De jeunes infirmières enthousiastes se hissaient sur la pointe des pieds pour mieux voir les beaux joueurs en chair et en os. Des parents se faisaient prendre en photo avec Youppi!. Même les médecins réclamaient des autographes.

Les joueurs répondaient de bonne grâce aux demandes, mais ils étaient là d'abord et avant tout pour les enfants. Comme Anthony Poirier, 8 ans, leucémique. Pour la visite, le garçon avait revêtu un chandail du Canadien. Tout comme son père, Éric, et... son chien, Mambo. Accepté à l'hôpital à titre exceptionnel pour cette occasion exceptionnelle.

Les joueurs ont envahi la chambre d'Anthony. Ils lui ont donné des cadeaux. Des cartes autographiées. Ils ont pris des photos, échangé des sourires. Le garçon était ravi. «Avec toute l'énergie que les joueurs viennent de lui donner, il va passer à travers sa prochaine chimiothérapie à 100 milles à l'heure!» s'est exclamé Éric Poirier, presque aussi excité que son fils.

Maxim Lapierre passait d'une chambre à l'autre avec autant d'agilité que sur la patinoire. Il se penchait pour parler aux enfants et leur raconter des blagues. Il était visiblement très à l'aise. «J'essaie de rester moi-même, d'être un peu clown, d'être de bonne humeur. C'est moi, ça. J'imagine que ça marche avec les enfants et les jeunes dames.»

Mais les joueurs peuvent bien être grands et forts, ils ne sortent jamais complètement indemnes de cette expérience. «C'est une belle journée, mais quand on remonte dans l'autobus, on voit que tout le monde pense pas mal, a raconté Lapierre. Quand on revient à la maison, c'est plus difficile. On se met à penser à la valeur de la vie et ça nous fait réaliser à quel point on est chanceux.»

Le propriétaire du Canadien, Geoff Molson, a aussi pris conscience de sa chance d'avoir quatre enfants en bonne santé. Et de l'importance de cette visite pour les jeunes patients. «Les joueurs sont des héros dans cette province. Ils viennent ici pour une journée pour faire sourire des enfants malades.»

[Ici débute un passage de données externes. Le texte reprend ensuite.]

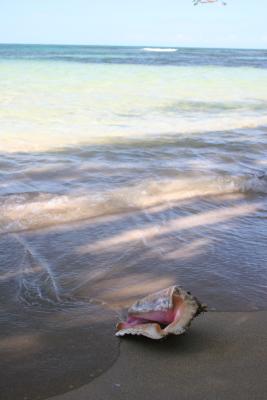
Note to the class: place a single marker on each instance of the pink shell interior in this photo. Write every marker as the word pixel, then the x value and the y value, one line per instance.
pixel 160 317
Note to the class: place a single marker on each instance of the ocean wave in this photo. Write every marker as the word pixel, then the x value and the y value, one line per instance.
pixel 25 211
pixel 160 49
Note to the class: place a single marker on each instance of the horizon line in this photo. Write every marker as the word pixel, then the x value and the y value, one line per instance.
pixel 130 45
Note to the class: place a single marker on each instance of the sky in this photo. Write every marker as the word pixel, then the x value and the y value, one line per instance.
pixel 239 24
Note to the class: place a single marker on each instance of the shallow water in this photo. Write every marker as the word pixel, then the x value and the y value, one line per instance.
pixel 123 171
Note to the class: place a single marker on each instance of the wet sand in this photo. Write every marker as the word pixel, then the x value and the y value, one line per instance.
pixel 63 289
pixel 223 356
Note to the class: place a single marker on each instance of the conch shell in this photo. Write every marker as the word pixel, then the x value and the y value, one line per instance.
pixel 169 311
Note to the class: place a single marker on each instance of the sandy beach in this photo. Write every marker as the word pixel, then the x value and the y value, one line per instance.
pixel 222 357
pixel 125 170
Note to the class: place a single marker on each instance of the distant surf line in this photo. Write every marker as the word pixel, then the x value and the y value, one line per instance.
pixel 159 49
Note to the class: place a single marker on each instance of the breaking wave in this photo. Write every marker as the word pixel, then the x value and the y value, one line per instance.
pixel 36 210
pixel 160 49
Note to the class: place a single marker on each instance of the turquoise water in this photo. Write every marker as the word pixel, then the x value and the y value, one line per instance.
pixel 123 171
pixel 168 146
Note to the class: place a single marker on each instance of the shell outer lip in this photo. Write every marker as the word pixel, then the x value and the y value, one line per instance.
pixel 191 308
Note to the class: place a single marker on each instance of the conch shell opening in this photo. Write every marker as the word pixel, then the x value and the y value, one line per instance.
pixel 169 311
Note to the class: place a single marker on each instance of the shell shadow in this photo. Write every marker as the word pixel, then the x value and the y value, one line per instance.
pixel 194 341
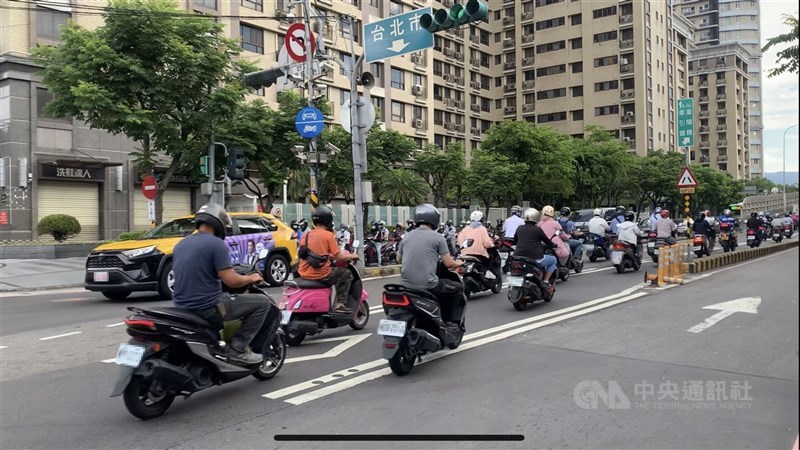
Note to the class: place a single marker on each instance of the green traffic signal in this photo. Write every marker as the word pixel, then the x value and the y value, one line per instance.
pixel 442 19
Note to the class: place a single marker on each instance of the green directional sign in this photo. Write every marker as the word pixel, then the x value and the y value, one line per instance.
pixel 685 122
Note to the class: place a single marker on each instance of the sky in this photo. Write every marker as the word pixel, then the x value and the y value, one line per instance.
pixel 779 94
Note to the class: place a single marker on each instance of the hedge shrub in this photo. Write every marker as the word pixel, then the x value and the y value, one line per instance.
pixel 60 226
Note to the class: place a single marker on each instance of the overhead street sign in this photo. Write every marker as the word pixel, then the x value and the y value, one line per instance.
pixel 309 122
pixel 295 42
pixel 686 180
pixel 685 122
pixel 396 35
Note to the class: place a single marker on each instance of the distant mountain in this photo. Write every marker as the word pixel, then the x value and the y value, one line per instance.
pixel 777 177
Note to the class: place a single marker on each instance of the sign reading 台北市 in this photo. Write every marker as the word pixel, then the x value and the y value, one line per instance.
pixel 685 122
pixel 309 122
pixel 396 35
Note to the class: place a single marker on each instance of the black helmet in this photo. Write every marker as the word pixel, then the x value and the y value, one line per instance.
pixel 427 213
pixel 215 216
pixel 322 215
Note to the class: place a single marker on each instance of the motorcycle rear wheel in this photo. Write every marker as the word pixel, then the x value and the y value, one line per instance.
pixel 403 360
pixel 273 364
pixel 139 401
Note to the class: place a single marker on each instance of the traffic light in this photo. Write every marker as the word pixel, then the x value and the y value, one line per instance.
pixel 262 78
pixel 442 19
pixel 236 163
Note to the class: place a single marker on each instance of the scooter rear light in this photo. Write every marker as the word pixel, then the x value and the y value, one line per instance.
pixel 395 300
pixel 140 323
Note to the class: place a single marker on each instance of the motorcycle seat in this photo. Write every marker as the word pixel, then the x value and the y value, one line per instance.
pixel 181 314
pixel 311 284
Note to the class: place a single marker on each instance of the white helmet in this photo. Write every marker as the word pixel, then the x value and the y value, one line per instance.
pixel 531 215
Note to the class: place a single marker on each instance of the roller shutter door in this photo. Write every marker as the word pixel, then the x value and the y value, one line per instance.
pixel 79 200
pixel 177 202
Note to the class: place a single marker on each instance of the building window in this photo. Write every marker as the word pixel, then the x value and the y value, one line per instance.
pixel 551 47
pixel 606 110
pixel 398 112
pixel 606 86
pixel 252 38
pixel 49 23
pixel 607 36
pixel 210 4
pixel 257 5
pixel 604 12
pixel 398 79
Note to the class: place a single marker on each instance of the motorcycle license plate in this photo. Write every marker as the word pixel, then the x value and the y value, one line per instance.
pixel 388 327
pixel 515 281
pixel 100 277
pixel 129 355
pixel 616 257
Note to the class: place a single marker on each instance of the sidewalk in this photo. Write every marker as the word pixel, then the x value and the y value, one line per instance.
pixel 29 274
pixel 32 274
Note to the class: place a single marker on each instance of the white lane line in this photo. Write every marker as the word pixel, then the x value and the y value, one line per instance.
pixel 711 321
pixel 381 362
pixel 60 335
pixel 325 391
pixel 324 379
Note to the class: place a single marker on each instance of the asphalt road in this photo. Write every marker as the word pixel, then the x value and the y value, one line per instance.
pixel 584 371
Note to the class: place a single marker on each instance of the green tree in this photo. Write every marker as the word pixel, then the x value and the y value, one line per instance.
pixel 492 177
pixel 161 78
pixel 440 169
pixel 545 152
pixel 402 187
pixel 789 57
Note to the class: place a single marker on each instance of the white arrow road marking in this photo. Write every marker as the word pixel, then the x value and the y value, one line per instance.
pixel 335 376
pixel 60 335
pixel 349 341
pixel 746 304
pixel 325 391
pixel 398 45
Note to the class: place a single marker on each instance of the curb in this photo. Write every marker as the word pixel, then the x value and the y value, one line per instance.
pixel 382 271
pixel 713 262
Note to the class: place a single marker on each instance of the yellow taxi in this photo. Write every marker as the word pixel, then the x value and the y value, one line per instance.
pixel 118 268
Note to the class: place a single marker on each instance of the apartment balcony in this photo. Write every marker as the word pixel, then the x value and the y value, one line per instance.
pixel 627 95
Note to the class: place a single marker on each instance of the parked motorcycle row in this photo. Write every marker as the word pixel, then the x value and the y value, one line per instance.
pixel 172 353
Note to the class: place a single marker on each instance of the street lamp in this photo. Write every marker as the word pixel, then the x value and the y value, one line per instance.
pixel 784 165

Dans une ville folle de hockey, Benoît Pouliot est habitué de faire tourner les têtes. Mais ce fameux sourire qui illuminait le visage des enfants dès qu'il passait la porte de leur chambre l'a touché droit au coeur. «Ils nous voient à la télé, mais ils n'ont pas la chance de venir nous voir au Centre Bell. Aujourd'hui, c'est leur chance. Ça les rend heureux, et nous aussi.»